HopSkipDrive, a ride-sharing startup in California that helps parents get their kids from one place to another, has raised $3.9 million in seed funding.
TechCrunch said in a report Tuesday (July 14) that the company had received the funds through a round led by Upfront Ventures. Participants alongside Upfront included FirstMark Capital, Maveron, BBG Ventures and others.
Under the HopSkipDrive business model, parents book rides for their kids, scheduled with a “CareDriver,” and then are sent a short bio of that driver, said TechCrunch. A code word is also given for the ride, ensuring some measure of security. The ride-sharing app offered by the company lets parents or other guardians track the ride in real time.
The company says it vets its fleet of drivers, now numbering more than 100 individuals, through a 15-point process.

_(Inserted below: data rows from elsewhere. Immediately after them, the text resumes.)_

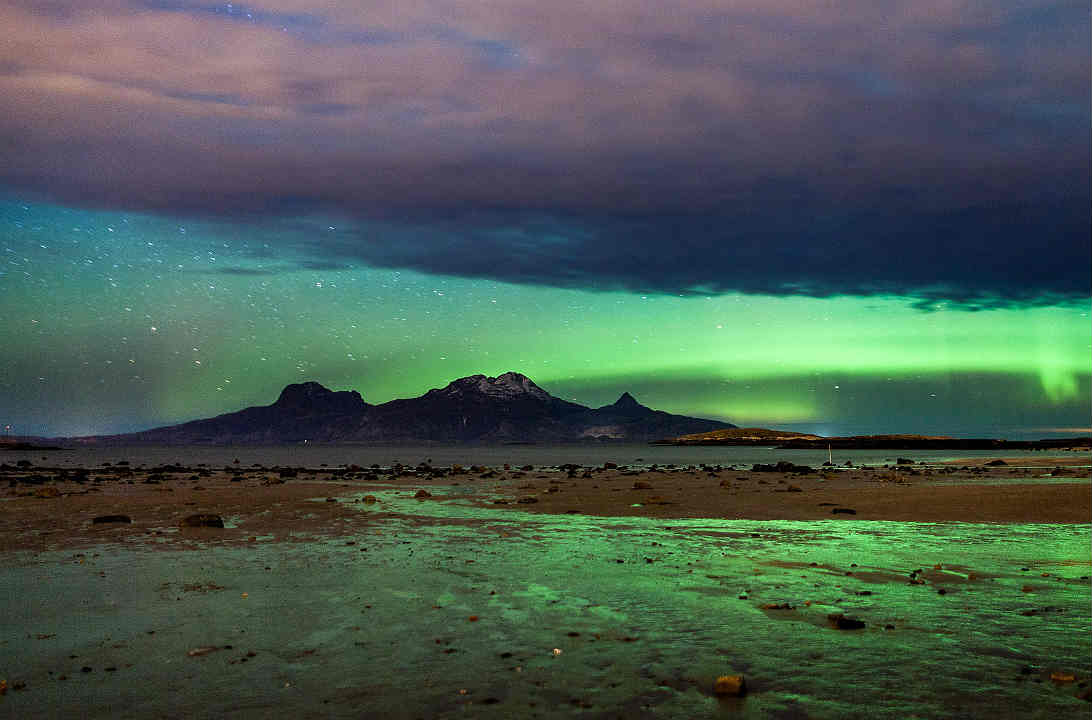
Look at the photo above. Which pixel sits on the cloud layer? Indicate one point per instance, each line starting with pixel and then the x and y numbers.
pixel 937 150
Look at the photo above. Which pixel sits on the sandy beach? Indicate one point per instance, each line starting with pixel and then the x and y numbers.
pixel 46 509
pixel 440 592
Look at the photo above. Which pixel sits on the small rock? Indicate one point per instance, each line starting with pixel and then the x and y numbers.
pixel 197 652
pixel 203 520
pixel 111 518
pixel 841 622
pixel 730 686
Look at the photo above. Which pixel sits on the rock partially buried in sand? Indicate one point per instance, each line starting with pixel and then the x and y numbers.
pixel 203 520
pixel 841 622
pixel 730 686
pixel 198 652
pixel 111 518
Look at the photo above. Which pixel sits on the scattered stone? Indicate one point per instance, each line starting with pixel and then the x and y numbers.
pixel 202 520
pixel 730 686
pixel 782 467
pixel 198 652
pixel 841 622
pixel 111 518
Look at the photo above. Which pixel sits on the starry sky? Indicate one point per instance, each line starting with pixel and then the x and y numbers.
pixel 849 216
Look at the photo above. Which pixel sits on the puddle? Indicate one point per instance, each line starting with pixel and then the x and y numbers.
pixel 440 609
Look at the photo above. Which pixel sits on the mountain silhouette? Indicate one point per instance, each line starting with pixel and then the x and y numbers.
pixel 472 410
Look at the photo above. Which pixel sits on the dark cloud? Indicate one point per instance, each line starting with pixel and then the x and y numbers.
pixel 927 149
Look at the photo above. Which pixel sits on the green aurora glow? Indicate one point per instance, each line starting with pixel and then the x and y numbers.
pixel 117 321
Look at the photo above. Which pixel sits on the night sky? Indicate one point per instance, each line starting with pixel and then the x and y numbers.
pixel 855 216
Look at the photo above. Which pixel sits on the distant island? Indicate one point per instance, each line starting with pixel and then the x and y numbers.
pixel 508 409
pixel 788 440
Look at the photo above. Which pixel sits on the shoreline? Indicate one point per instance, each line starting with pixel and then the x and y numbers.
pixel 49 508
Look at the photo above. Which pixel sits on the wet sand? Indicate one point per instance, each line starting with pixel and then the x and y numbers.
pixel 47 508
pixel 598 599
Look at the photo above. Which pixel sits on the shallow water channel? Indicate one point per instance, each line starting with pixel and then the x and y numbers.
pixel 572 616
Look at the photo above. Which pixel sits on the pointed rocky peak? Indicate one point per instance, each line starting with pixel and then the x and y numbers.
pixel 315 397
pixel 507 386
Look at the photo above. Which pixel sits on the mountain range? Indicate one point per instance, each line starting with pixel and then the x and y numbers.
pixel 472 410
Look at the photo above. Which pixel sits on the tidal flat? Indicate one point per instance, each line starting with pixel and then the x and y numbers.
pixel 340 592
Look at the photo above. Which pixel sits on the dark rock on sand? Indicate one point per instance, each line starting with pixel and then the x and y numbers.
pixel 781 467
pixel 111 518
pixel 841 622
pixel 730 686
pixel 203 520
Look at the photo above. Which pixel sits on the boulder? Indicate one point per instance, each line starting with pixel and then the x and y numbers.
pixel 841 622
pixel 202 520
pixel 730 686
pixel 111 518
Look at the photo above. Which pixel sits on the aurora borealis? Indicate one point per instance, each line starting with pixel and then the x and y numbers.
pixel 870 217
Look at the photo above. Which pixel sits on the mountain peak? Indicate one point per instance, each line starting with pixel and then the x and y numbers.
pixel 627 401
pixel 315 396
pixel 508 385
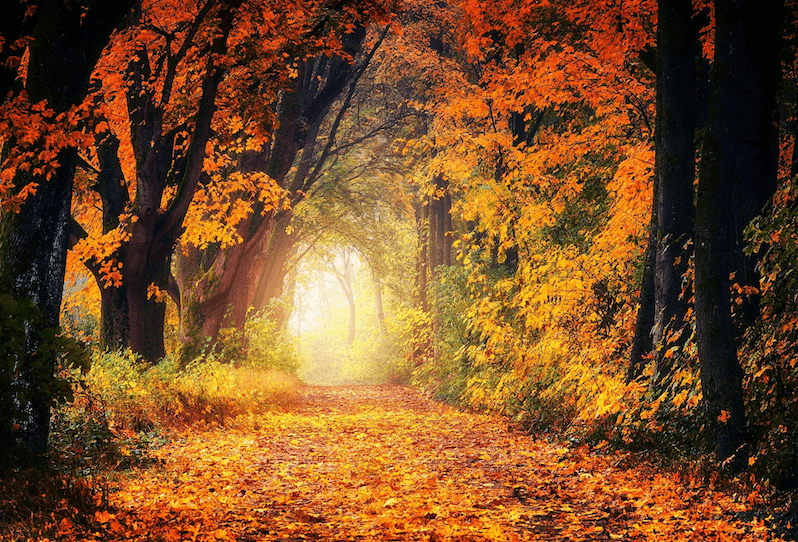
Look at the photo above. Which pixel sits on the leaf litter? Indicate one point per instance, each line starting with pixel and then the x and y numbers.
pixel 386 463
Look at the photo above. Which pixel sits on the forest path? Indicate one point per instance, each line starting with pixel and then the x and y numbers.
pixel 385 463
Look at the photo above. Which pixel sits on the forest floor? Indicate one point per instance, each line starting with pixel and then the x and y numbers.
pixel 385 463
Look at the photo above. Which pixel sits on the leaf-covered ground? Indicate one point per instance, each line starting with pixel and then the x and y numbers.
pixel 384 463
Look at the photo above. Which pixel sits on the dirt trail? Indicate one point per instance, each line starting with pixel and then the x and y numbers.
pixel 384 463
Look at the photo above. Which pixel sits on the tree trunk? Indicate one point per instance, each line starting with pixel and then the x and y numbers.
pixel 33 243
pixel 642 343
pixel 735 154
pixel 145 257
pixel 677 44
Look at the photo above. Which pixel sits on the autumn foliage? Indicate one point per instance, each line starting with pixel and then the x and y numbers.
pixel 474 198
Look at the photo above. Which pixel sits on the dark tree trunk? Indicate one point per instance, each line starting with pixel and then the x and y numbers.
pixel 251 274
pixel 736 155
pixel 677 43
pixel 134 318
pixel 378 301
pixel 642 343
pixel 33 243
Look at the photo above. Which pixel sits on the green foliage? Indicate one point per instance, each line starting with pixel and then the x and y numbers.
pixel 269 347
pixel 31 353
pixel 378 356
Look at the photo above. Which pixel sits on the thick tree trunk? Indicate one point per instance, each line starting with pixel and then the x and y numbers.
pixel 33 243
pixel 146 256
pixel 642 343
pixel 736 154
pixel 677 44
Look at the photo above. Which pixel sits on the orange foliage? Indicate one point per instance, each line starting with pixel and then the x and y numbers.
pixel 384 463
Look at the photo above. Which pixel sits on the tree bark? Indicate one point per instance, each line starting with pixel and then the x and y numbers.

Within this process drivers must show they have at least five years of experience with giving child care, pass background checks and even be fingerprinted. As the service operates in California, the HopSkipDrive model also ensures that their drivers are TrustLine-certified, which is a form of child care certification. The drivers themselves operate as 1099 contractors.

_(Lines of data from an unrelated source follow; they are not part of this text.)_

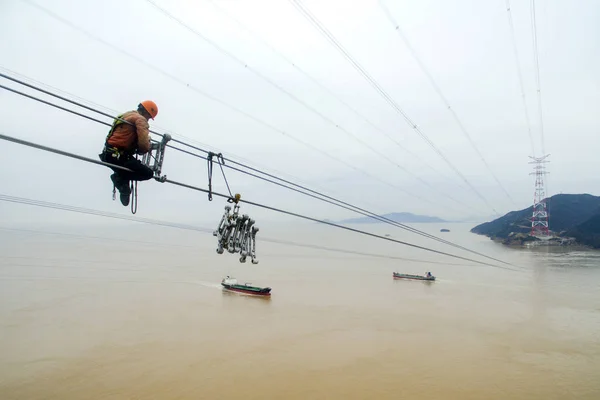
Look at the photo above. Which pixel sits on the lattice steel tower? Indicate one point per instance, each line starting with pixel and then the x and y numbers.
pixel 539 219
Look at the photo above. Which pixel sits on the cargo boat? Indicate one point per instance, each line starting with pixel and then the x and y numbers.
pixel 232 285
pixel 427 277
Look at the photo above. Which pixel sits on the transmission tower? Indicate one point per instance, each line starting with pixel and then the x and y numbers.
pixel 539 219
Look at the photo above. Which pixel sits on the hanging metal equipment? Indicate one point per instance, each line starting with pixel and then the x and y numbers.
pixel 237 233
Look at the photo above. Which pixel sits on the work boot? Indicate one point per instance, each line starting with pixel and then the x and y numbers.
pixel 123 188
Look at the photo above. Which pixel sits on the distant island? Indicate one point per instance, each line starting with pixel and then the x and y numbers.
pixel 396 217
pixel 573 219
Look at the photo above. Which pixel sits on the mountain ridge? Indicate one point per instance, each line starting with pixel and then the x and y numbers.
pixel 570 215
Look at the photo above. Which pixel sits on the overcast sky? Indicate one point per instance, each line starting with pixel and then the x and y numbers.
pixel 466 46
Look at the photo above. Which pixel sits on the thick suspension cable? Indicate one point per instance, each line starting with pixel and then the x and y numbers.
pixel 307 106
pixel 323 197
pixel 324 32
pixel 218 100
pixel 290 243
pixel 275 209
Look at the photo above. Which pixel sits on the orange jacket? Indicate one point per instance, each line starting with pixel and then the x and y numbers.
pixel 124 135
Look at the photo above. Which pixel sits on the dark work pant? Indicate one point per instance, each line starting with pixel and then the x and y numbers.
pixel 140 171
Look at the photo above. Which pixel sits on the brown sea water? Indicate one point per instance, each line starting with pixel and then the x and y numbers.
pixel 89 318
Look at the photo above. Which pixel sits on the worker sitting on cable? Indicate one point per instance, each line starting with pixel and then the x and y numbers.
pixel 124 140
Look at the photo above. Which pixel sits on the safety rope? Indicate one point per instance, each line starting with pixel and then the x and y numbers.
pixel 133 197
pixel 264 206
pixel 221 162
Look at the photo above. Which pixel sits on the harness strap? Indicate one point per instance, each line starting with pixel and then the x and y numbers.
pixel 221 162
pixel 133 197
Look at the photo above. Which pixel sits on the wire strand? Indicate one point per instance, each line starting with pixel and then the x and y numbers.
pixel 438 90
pixel 520 75
pixel 316 195
pixel 275 209
pixel 310 108
pixel 321 29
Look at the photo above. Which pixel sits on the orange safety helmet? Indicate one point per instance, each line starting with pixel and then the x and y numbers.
pixel 151 107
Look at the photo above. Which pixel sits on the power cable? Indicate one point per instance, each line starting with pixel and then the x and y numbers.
pixel 520 75
pixel 321 29
pixel 215 99
pixel 323 197
pixel 438 90
pixel 280 88
pixel 537 73
pixel 206 230
pixel 275 209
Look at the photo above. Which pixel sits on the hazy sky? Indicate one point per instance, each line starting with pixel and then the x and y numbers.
pixel 466 46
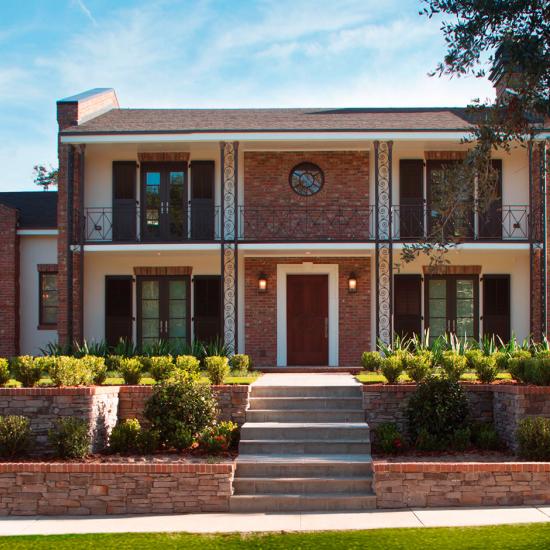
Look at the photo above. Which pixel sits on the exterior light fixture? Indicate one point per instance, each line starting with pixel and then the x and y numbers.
pixel 352 283
pixel 262 283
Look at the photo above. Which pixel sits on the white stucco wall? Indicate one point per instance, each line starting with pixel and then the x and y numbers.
pixel 34 250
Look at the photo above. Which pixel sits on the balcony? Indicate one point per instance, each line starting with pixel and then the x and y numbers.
pixel 202 223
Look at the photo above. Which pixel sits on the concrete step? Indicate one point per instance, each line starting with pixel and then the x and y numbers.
pixel 302 485
pixel 333 431
pixel 310 403
pixel 306 391
pixel 303 466
pixel 301 446
pixel 300 503
pixel 305 415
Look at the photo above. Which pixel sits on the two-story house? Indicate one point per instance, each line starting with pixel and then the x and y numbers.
pixel 281 230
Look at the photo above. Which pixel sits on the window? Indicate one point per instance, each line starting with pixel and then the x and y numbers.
pixel 306 179
pixel 47 299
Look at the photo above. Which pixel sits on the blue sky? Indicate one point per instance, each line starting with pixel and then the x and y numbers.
pixel 195 53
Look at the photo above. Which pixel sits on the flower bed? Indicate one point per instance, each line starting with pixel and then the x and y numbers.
pixel 47 488
pixel 429 484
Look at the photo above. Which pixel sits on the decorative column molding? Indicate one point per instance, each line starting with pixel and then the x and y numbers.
pixel 383 232
pixel 229 243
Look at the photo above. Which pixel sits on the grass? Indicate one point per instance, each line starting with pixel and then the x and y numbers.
pixel 376 378
pixel 501 537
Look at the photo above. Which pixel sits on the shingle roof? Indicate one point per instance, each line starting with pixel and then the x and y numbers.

TechCrunch notes that HopSkipDrive has a model that is a bit different from larger ride-sharing companies/apps such as Lyft and Uber. The HopSkipDrive payment system lets parents buy and schedule rides for $20 each. Alternatively, they can also schedule a package of rides, which in turn triggers discounts. In that event, the per-ride charge can come down to roughly $12. The company defines a ride as a trip that is less than five miles, or alternatively, 30 minutes. Should a trip exceed those thresholds, additional fees begin to kick in at $1 for every extra mile driven and $.5o for every extra minute.